Paul Sébillot (1843-1918), né à Matignon, découvre sa vocation de collecteur en 1860, en lisant Le Foyer breton de Souvestre. Il y redécouvre des contes entendus pendant son enfance, lorsque la bonne de sa famille, Vicente, s’occupait de lui. À l’époque, il n’existe aucun collectage en pays Gallo, la Haute-Bretagne étant considérée comme dépourvue d’une culture bretonne spécifique. Après des études dans la peinture, Sébillot rencontre Luzel dans le cadre de son militantisme républicain. Luzel lui transmet sa rigueur dans les collectages, consistant à noter scrupuleusement le lieu, la date et le nom du conteur. Il réalise ses premières collectes à partir de 1878, puis en 1880, décide d’en faire sa vocation. Au cours d’un dîner de chercheurs, il crée la Société des traditions populaires et la revue du même nom, en 1886. Cette revue devient un important média de publication d’études sur le folklore, de même que la maison d’édition qu’il crée, Maisonneuve. En plus de ses très nombreux collectages en Haute-Bretagne à la fin du xixe siècle, rassemblant des centaines de récits, Sébillot fait l’inventaire des traditions populaires francophones. Traditions et superstitions en Haute-Bretagne paraît en 1882, suivi par trois recueils de contes populaires de Haute-Bretagne, entre 1880 et 1883. Les informations de collecte sont rigoureusement notées et ces récits respectent la langue orale. Dans ses préfaces, Sébillot témoigne de sa volonté de prouver que la littérature orale de Haute-Bretagne est aussi riche et intéressante que celle de Basse-Bretagne.  
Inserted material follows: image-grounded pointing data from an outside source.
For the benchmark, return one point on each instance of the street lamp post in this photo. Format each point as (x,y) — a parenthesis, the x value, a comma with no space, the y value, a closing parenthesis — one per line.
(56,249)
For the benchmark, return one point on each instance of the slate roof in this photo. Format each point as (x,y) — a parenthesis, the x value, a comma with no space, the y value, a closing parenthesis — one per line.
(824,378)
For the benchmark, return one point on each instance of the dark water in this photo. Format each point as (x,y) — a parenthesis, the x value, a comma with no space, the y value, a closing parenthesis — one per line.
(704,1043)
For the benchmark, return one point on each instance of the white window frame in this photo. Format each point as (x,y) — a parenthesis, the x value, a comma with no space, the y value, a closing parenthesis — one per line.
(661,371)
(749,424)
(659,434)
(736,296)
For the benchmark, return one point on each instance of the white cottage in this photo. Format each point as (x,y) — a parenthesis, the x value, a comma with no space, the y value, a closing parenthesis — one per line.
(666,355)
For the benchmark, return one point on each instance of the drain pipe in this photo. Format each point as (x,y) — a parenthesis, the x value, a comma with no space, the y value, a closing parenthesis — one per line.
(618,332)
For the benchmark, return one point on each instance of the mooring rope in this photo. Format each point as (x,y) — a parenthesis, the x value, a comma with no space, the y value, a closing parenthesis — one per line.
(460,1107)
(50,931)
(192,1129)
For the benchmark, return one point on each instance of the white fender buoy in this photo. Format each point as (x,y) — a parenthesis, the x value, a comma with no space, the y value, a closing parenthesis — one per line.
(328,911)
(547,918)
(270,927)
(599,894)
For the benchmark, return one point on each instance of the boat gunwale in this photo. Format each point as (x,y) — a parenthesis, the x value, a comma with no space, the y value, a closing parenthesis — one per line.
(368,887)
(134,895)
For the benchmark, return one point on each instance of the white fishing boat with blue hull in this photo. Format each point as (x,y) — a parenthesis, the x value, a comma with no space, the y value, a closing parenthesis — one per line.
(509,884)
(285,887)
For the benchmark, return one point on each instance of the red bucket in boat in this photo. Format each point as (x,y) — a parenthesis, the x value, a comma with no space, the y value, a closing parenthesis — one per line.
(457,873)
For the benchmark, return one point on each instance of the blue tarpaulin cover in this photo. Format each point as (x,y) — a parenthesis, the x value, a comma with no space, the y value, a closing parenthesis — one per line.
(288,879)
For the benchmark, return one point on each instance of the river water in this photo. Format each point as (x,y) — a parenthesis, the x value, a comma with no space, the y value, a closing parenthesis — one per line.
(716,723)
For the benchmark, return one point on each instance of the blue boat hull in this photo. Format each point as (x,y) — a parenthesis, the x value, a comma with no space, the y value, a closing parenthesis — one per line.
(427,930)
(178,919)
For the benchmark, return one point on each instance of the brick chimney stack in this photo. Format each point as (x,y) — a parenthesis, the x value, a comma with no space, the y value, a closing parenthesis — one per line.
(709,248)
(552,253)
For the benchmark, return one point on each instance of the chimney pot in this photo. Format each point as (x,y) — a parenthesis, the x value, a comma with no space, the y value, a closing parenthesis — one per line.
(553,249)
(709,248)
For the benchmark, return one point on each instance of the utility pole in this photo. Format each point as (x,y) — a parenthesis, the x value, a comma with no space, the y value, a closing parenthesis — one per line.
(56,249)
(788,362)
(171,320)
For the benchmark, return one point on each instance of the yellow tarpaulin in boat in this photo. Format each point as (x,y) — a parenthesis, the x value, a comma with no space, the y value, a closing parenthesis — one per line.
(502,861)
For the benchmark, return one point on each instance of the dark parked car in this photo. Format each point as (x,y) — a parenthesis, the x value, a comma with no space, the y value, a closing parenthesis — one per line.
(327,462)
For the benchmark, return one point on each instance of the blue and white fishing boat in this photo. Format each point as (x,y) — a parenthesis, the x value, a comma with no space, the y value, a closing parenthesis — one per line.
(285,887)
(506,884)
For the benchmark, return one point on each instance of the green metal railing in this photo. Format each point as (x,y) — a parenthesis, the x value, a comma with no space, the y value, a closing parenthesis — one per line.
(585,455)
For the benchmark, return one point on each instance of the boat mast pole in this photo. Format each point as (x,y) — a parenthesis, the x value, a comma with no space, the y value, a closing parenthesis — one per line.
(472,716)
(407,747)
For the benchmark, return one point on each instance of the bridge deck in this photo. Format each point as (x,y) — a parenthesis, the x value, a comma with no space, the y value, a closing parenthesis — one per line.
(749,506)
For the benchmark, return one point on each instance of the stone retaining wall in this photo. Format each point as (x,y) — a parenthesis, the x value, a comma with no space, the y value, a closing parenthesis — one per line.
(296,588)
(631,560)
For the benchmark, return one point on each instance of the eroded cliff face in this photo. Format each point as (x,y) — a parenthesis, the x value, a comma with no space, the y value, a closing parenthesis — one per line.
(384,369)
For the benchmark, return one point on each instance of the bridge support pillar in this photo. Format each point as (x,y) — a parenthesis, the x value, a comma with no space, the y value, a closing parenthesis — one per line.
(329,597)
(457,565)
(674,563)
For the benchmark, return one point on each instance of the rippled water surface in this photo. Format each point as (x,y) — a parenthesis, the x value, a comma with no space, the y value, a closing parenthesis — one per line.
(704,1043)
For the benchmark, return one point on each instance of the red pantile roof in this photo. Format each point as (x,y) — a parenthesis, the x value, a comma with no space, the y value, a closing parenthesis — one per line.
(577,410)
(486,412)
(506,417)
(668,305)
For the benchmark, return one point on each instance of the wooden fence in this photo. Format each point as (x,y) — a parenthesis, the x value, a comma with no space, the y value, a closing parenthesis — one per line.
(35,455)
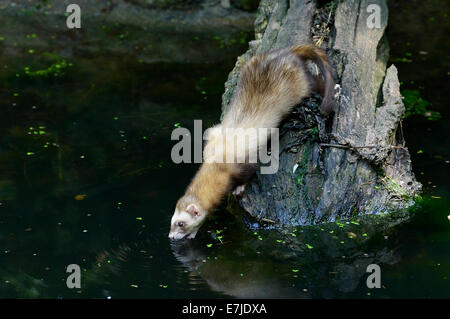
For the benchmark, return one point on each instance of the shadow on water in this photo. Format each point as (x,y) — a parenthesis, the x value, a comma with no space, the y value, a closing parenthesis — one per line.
(86,178)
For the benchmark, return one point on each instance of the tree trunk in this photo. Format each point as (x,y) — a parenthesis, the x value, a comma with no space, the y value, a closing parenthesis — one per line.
(355,163)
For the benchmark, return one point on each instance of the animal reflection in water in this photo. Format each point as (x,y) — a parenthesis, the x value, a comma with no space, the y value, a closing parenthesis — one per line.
(224,275)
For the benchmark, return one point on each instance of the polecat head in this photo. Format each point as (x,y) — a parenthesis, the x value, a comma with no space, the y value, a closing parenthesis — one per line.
(187,219)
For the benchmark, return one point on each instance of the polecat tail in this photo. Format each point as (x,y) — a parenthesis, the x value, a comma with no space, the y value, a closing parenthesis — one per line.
(318,56)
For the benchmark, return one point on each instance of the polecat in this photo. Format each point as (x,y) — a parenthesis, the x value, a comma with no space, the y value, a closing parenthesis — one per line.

Anatole Le Braz (1859-1926) est un fils d’instituteur républicain, disciple d’Ernest Renan et de Luzel, ami de nombreux intellectuels de son époque. Militant très tôt pour la langue bretonne, c’est aussi un fervent féministe et le cofondateur du mouvement breton, en 1898. Charles le Goffic, vraisemblablement, le pousse à se tourner vers la matière de Bretagne vers 1883, alors qu’il vit à Paris. Ses Vieilles histoires du pays breton paraissent en 1892. Cependant, son chef-d’œuvre reste, à 34 ans, La légende de la mort chez les Bretons armoricains, publié en 1893, qui dévoile de très nombreux récits autour du personnage de l’Ankou en Basse-Bretagne.